ORIGINAL: goirish
Hey guys, I took the cub out today and put a couple of flights on it. Had to get back on the horse so to speak. Every thing went well. No wind.
It's so difficult, but the thing I try to do is ONLY look at the plane and ignore the surrounds. So when turning base with a wind, I'm aware of the fact that the bank angle should be the same as with no wind and the elevator and power are sinilarly the same.
I like to use full size practice of controlling rate of descent with power and airspeed with attitude (trim). So the trick for me is to keep the same attitude whatever the wind.
The mnemonic taught in the UK when I was learning to fly, (1970) was "PATSA":- Power, Attitude, Settle (speed), Trim, Adjust. ie, whenever you're manoeuvring, you set the power for that manoeuvre FIRST, then select the attitude, then let it settle down trimming as necessary then correcting once it's all calmed down.
I once had a student flying across the North Sea who pitched up an Arrow 160 without increasing power and before I could say "I have control", we were down at 80mph because the constant speeding prop had lost efficiency and we were heavy.
It seems to me a typical method that model flyers fly too fast downwind, then have to "chop the throttle" on base to decelerate AND descend.
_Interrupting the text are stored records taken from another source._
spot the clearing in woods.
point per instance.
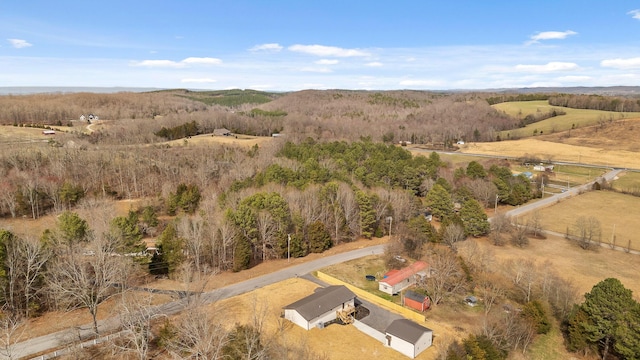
(574, 118)
(617, 213)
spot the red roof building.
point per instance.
(398, 281)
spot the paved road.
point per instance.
(62, 338)
(557, 197)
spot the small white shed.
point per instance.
(408, 338)
(320, 307)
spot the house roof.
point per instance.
(407, 330)
(221, 131)
(322, 301)
(414, 296)
(405, 273)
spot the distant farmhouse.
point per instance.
(221, 132)
(89, 118)
(397, 280)
(324, 306)
(337, 304)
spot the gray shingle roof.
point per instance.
(414, 296)
(406, 330)
(323, 300)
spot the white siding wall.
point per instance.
(378, 335)
(401, 346)
(423, 343)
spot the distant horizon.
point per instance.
(286, 45)
(622, 90)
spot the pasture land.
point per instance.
(552, 151)
(628, 182)
(618, 215)
(574, 118)
(584, 268)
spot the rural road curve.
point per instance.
(62, 338)
(28, 348)
(557, 197)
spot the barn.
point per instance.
(416, 301)
(221, 132)
(325, 305)
(407, 337)
(397, 281)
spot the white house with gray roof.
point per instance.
(408, 338)
(320, 307)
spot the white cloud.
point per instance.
(271, 47)
(550, 35)
(321, 50)
(631, 63)
(316, 69)
(420, 83)
(203, 61)
(327, 62)
(574, 78)
(198, 80)
(178, 64)
(19, 43)
(158, 63)
(548, 67)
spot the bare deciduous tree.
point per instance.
(88, 278)
(447, 276)
(12, 327)
(500, 225)
(452, 234)
(199, 335)
(25, 261)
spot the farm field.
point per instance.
(610, 208)
(573, 118)
(584, 268)
(629, 182)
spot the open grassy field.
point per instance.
(610, 208)
(552, 151)
(628, 182)
(583, 268)
(335, 341)
(573, 118)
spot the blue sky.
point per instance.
(286, 45)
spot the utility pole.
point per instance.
(288, 247)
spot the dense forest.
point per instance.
(337, 174)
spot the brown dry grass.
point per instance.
(612, 209)
(208, 139)
(547, 150)
(226, 278)
(616, 135)
(584, 268)
(55, 321)
(335, 341)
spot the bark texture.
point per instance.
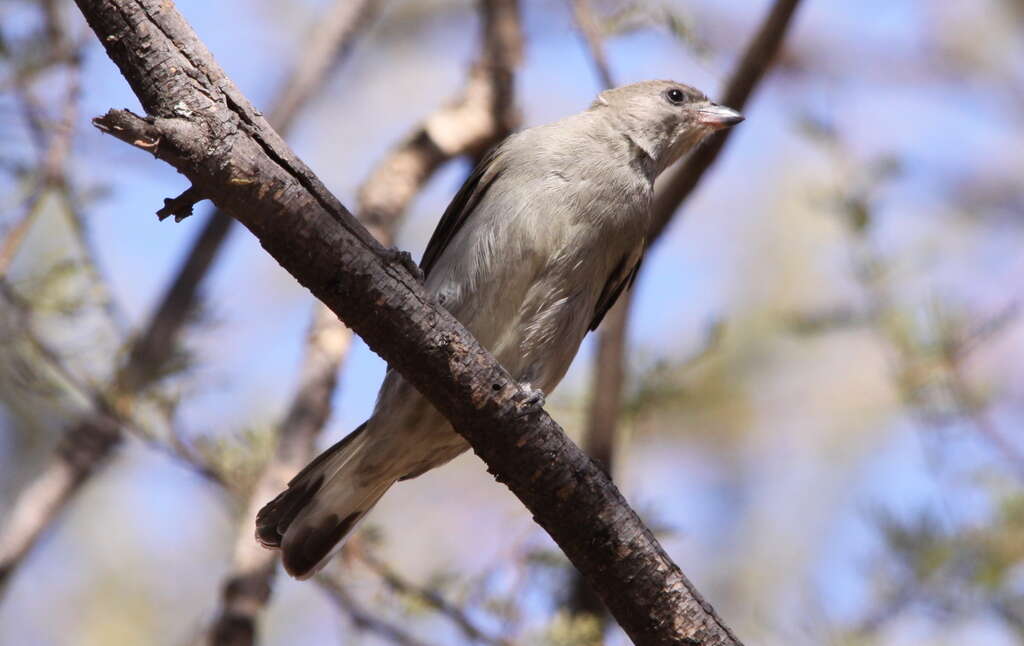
(480, 117)
(200, 123)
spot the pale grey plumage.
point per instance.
(532, 251)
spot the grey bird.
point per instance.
(531, 253)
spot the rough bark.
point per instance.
(202, 124)
(602, 416)
(88, 441)
(480, 117)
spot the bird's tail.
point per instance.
(309, 520)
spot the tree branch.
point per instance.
(91, 439)
(384, 199)
(605, 404)
(206, 128)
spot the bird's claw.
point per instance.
(403, 258)
(532, 397)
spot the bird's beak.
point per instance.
(718, 117)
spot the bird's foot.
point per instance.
(532, 397)
(395, 255)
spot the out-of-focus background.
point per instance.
(824, 385)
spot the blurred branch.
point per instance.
(209, 131)
(54, 144)
(757, 58)
(609, 367)
(481, 116)
(609, 371)
(974, 411)
(363, 619)
(402, 587)
(90, 440)
(591, 33)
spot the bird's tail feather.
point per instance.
(309, 520)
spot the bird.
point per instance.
(544, 235)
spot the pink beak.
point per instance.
(718, 117)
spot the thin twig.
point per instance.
(757, 58)
(248, 587)
(429, 597)
(591, 33)
(363, 619)
(146, 357)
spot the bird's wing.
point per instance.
(461, 208)
(620, 280)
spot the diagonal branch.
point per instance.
(363, 619)
(202, 124)
(88, 441)
(609, 371)
(757, 58)
(480, 117)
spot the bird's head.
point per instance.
(664, 119)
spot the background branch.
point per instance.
(209, 131)
(88, 441)
(481, 117)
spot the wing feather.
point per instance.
(619, 281)
(461, 208)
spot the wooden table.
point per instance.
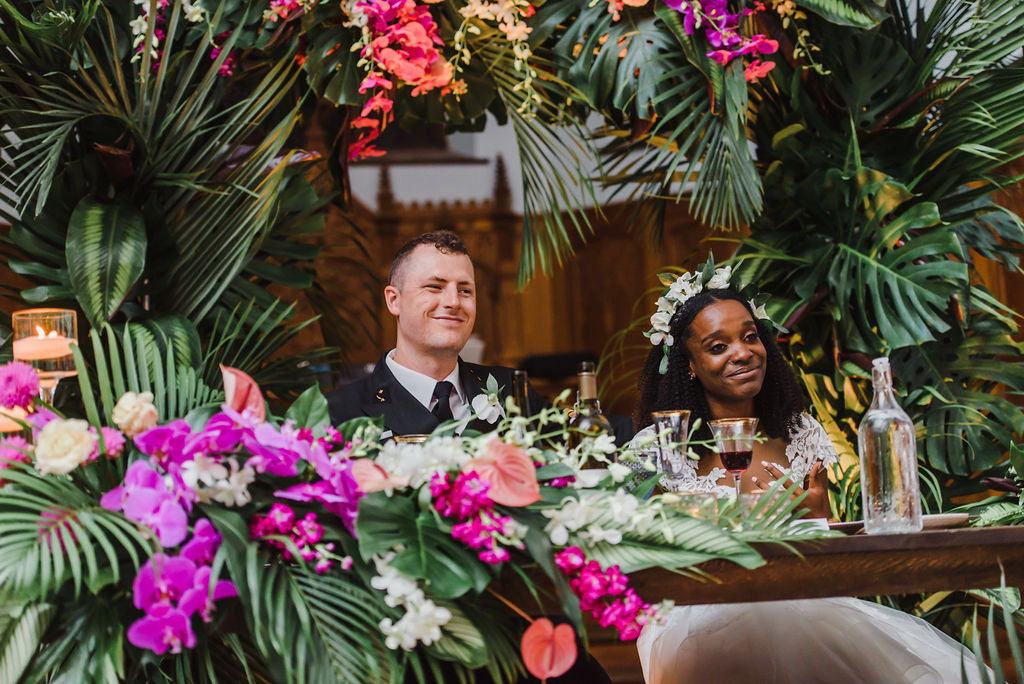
(855, 565)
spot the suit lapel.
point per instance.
(401, 413)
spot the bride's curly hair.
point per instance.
(777, 405)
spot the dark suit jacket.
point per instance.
(381, 394)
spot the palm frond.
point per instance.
(52, 532)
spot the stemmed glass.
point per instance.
(672, 428)
(734, 440)
(43, 339)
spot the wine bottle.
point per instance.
(588, 420)
(888, 449)
(519, 393)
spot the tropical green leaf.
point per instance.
(51, 532)
(105, 256)
(22, 630)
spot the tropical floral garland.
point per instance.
(421, 527)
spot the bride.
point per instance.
(714, 357)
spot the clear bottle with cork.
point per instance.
(888, 449)
(588, 420)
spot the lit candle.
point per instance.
(7, 416)
(42, 346)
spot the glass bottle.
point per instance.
(588, 421)
(888, 449)
(519, 384)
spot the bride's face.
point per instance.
(726, 354)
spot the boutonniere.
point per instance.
(486, 404)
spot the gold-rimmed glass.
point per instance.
(734, 441)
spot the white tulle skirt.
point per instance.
(834, 640)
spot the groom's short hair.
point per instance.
(444, 241)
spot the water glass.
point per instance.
(672, 428)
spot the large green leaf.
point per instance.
(448, 567)
(105, 256)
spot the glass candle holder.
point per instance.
(43, 339)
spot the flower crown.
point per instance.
(680, 290)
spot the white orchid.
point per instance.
(721, 279)
(487, 407)
(759, 310)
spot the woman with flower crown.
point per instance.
(714, 356)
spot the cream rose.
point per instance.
(134, 413)
(62, 445)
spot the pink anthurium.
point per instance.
(548, 650)
(372, 477)
(242, 392)
(509, 471)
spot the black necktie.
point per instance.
(442, 410)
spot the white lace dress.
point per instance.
(833, 640)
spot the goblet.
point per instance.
(734, 440)
(43, 339)
(672, 428)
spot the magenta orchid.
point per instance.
(144, 498)
(18, 385)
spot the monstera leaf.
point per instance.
(105, 251)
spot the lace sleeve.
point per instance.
(808, 442)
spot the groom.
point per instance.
(422, 382)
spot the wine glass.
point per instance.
(43, 339)
(734, 440)
(672, 428)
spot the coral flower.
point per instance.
(242, 392)
(372, 477)
(548, 650)
(509, 471)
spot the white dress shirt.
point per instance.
(422, 387)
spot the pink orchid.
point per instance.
(18, 384)
(200, 598)
(162, 629)
(162, 580)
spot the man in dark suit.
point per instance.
(422, 382)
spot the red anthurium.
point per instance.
(242, 392)
(548, 650)
(509, 471)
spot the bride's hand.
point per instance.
(816, 486)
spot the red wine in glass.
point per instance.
(736, 462)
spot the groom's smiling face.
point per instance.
(434, 301)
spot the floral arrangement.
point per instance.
(235, 539)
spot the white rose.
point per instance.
(660, 322)
(134, 413)
(759, 311)
(658, 338)
(62, 445)
(721, 279)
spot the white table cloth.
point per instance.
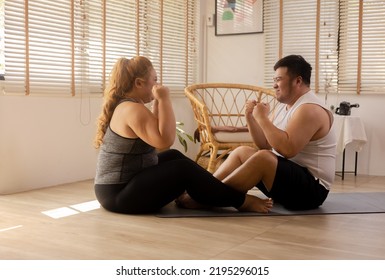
(349, 130)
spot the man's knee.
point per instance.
(264, 157)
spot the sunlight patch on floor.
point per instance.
(67, 211)
(10, 228)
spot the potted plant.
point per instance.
(182, 135)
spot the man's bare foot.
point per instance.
(185, 201)
(256, 204)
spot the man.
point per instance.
(295, 162)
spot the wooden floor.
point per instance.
(27, 232)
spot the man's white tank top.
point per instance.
(318, 156)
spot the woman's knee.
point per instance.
(243, 152)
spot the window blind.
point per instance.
(343, 41)
(69, 47)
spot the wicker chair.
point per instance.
(219, 112)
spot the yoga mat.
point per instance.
(336, 203)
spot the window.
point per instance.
(342, 40)
(68, 47)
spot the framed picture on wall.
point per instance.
(235, 17)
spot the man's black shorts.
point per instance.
(295, 187)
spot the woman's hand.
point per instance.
(160, 92)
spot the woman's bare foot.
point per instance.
(185, 201)
(256, 204)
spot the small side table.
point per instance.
(349, 131)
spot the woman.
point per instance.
(131, 177)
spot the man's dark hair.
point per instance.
(296, 66)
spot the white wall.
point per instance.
(46, 141)
(240, 59)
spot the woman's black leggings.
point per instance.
(156, 186)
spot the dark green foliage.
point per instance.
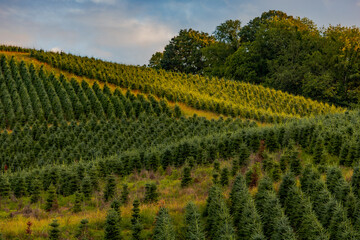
(124, 198)
(224, 178)
(287, 183)
(186, 178)
(51, 199)
(54, 232)
(136, 225)
(112, 226)
(355, 181)
(276, 172)
(82, 232)
(110, 188)
(151, 194)
(219, 221)
(78, 202)
(244, 154)
(86, 187)
(35, 190)
(164, 229)
(194, 229)
(4, 187)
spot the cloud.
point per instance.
(55, 49)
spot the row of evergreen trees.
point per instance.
(316, 209)
(215, 95)
(28, 94)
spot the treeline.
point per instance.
(275, 50)
(225, 97)
(325, 138)
(28, 95)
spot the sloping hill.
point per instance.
(220, 96)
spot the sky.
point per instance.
(130, 31)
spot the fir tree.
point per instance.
(86, 187)
(51, 200)
(219, 221)
(82, 232)
(4, 187)
(224, 178)
(244, 154)
(186, 179)
(163, 229)
(54, 233)
(193, 227)
(151, 194)
(77, 204)
(136, 225)
(110, 188)
(124, 194)
(35, 192)
(112, 227)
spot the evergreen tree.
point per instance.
(276, 172)
(110, 188)
(163, 229)
(51, 200)
(86, 187)
(35, 190)
(54, 233)
(82, 232)
(244, 154)
(4, 187)
(193, 227)
(136, 225)
(186, 179)
(355, 181)
(112, 227)
(151, 194)
(219, 221)
(224, 178)
(124, 194)
(77, 204)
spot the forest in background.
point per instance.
(276, 50)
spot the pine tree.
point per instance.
(194, 229)
(224, 178)
(112, 227)
(163, 229)
(82, 232)
(110, 188)
(77, 204)
(54, 233)
(151, 194)
(355, 181)
(116, 206)
(276, 172)
(124, 195)
(4, 187)
(51, 200)
(86, 187)
(136, 225)
(244, 154)
(219, 221)
(186, 179)
(35, 191)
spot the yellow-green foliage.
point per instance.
(222, 96)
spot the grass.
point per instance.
(15, 213)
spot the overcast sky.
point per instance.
(130, 31)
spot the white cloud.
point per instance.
(55, 49)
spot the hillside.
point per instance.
(220, 96)
(83, 139)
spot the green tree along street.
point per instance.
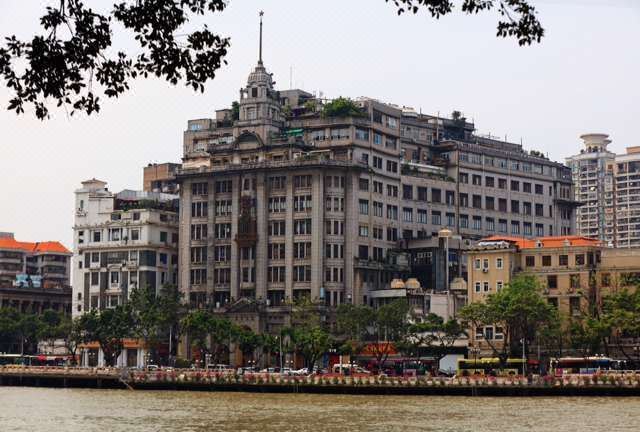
(73, 62)
(621, 317)
(520, 310)
(154, 316)
(432, 336)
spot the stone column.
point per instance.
(317, 237)
(350, 235)
(260, 260)
(184, 238)
(235, 252)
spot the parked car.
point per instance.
(222, 368)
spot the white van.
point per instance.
(222, 368)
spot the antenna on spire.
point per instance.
(260, 55)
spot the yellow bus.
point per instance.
(490, 366)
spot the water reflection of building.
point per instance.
(338, 200)
(122, 241)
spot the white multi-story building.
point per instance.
(121, 241)
(627, 198)
(608, 187)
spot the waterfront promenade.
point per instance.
(619, 384)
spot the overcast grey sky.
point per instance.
(583, 77)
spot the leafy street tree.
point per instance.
(341, 107)
(49, 329)
(109, 328)
(9, 318)
(196, 324)
(73, 336)
(519, 309)
(248, 341)
(154, 315)
(375, 330)
(433, 336)
(73, 63)
(311, 342)
(308, 335)
(518, 17)
(587, 335)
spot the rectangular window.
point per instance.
(392, 212)
(199, 209)
(362, 134)
(377, 209)
(515, 227)
(407, 214)
(489, 203)
(464, 200)
(422, 193)
(407, 192)
(451, 219)
(490, 224)
(502, 225)
(363, 231)
(539, 189)
(302, 227)
(199, 188)
(422, 216)
(436, 195)
(363, 206)
(477, 223)
(436, 217)
(464, 221)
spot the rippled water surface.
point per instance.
(71, 410)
This means that they are performing tight turns (because they're fast) so they have lots of UP elevator and are close to the ground with no power. All BAD.
"Full-size" pilots know that the climb-out is where you control the circuit speed, never accelerating like a dingbat once level, and that there is a straight leg after levelling before turning crosswind. (Jet fighter pilots, please forgive this generalisation). This gives more space downwind for modellers to get the speed under control so that base and final can be flown with a good fistfull of rpm's. This also will control any tendency for engines to cut on final.
Glad to see that you're "back in the saddle".